都市になってしまった群衆を、どう撮るのか
Michael Wadleigh の Woodstock が終盤へ入るころ、フェスティバルはもはやコンサートの連続には見えない。地図の上に一時的に出現した場所のように見える。
Woodstock Music & Art Fair は1969年8月15日に始まり、18日の朝まで続いた。道路、柵、スケジュール、そしてゲートが開く前に立てられていたほとんどすべての実務上の想定が、現実によって押し流された。チケット管理は崩壊し、イベントは事実上無料になった。雨で野原は泥に変わり、予想をはるかに超える人口に対して食料と医療を即興で用意しなければならなかった。人々は到着し、身動きが取れなくなり、眠れる場所で眠り、やがて20世紀で最も長く残る文化的イメージの一つを残して去っていった。
コンサート映画なら、これらすべてを背景の雑音として扱い、舞台だけに集中することもできた。Wadleigh は、背景の方がイベントそのものを飲み込んでしまったことを理解した。
観客、渋滞、ヘリコプター、雨、食料不足、即席の医療体制、近隣住民、そして仮設トイレまでが映画に属している。Woodstock の音楽は、その周囲に形成された一時的な社会から切り離せないからだ。この映画の功績は、有名な演奏を撮影したことだけではない。普通のフェスティバルという尺度からはみ出した集まりを収められるほど大きな映画的形式を見つけたことにある。
同時に起きている世界のためのスプリットスクリーン
この映画を代表するスプリットスクリーンは、1960年代後半が複数映像、サイケデリックなグラフィック、分割されたフレームを好んだことを示す時代様式として記憶されがちだ。だが Woodstock では、この装置は実務的な語りの問題を解決している。
一つの画面では、めったに足りない。
一方のパネルで出演者が演奏し、別のパネルで観客が反応する。会場を天候が横切っていても音楽は続く。クローズアップと、丘一面に広がる途方もない規模を同時に見せられる。異なる瞬間と視点を、素早いカットの連続へ押し込むのではなく、並べたまま保持できる。

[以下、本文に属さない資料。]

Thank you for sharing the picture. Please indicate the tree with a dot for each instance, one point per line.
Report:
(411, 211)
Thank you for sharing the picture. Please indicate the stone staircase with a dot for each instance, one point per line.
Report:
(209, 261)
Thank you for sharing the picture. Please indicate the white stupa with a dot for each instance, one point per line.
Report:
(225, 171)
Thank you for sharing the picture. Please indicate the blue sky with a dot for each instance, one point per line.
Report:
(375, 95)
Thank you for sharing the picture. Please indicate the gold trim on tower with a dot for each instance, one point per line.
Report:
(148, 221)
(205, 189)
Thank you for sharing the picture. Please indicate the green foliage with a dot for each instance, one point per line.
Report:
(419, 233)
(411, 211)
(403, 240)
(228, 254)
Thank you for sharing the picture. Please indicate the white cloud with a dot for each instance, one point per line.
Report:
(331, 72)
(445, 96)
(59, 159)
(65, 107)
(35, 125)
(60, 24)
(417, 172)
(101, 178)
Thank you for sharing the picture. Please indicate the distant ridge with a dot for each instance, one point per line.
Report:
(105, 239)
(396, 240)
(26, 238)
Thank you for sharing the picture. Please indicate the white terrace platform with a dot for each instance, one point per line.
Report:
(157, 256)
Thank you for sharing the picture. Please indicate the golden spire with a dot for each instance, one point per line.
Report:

Thelma Schoonmaker は編集に参加し、Martin Scorsese は助監督として巨大な編集作業にも関わった。IDFA の記録によれば、7人のカメラマンが100時間を超える素材を撮影した。その膨大な量から、編集者たちは筋の通った映画を作るだけでなく、Woodstock が何十もの場所で同時に起きているという感覚まで作り出さなければならなかった。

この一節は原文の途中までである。